Official Resources
- Homepage: http://www.paoflow.org/
- Documentation: http://www.paoflow.org/
- Source Repository: https://github.com/marcobn/PAOFLOW
- License: GNU General Public License v3.0
Overview
PAOFLOW is a Python-based post-processing tool for electronic structure calculations, designed to compute transport, topological, and optical properties from DFT calculations using tight-binding models constructed with atomic orbital projections. Developed primarily at the University of North Texas, PAOFLOW provides automated workflows for property calculations from first principles with emphasis on ease of use and comprehensive analysis capabilities.
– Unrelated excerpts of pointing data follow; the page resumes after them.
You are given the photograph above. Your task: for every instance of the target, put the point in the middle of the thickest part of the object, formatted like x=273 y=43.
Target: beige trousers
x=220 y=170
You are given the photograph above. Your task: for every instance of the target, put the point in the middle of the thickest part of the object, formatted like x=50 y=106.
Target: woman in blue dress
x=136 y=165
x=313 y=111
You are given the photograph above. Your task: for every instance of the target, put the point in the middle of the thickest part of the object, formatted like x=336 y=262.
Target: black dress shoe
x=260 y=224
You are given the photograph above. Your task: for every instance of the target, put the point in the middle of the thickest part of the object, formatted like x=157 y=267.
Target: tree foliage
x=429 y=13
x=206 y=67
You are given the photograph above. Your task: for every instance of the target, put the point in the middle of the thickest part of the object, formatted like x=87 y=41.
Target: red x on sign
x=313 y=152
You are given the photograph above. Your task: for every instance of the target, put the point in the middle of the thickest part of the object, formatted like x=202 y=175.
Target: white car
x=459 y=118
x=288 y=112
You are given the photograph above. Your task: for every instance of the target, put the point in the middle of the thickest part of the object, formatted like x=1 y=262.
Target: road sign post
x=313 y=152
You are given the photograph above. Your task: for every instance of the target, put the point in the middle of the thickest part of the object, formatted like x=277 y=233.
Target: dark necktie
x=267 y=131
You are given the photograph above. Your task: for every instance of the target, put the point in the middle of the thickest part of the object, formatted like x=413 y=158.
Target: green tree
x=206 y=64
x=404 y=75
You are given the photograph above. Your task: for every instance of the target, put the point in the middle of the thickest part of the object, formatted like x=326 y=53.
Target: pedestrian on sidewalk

Scientific domain: Electronic transport, topological properties, DFT post-processing
Target user community: DFT users, transport calculations, materials properties
Theoretical Methods
- Projections of atomic orbitals
- Tight-binding from DFT
- Boltzmann transport
- Berry phase properties
- Topological invariants
- Optical conductivity
- Spin textures
Capabilities (CRITICAL)
Category: Open-source DFT post-processing tool
- DFT to TB conversion (atomic projections)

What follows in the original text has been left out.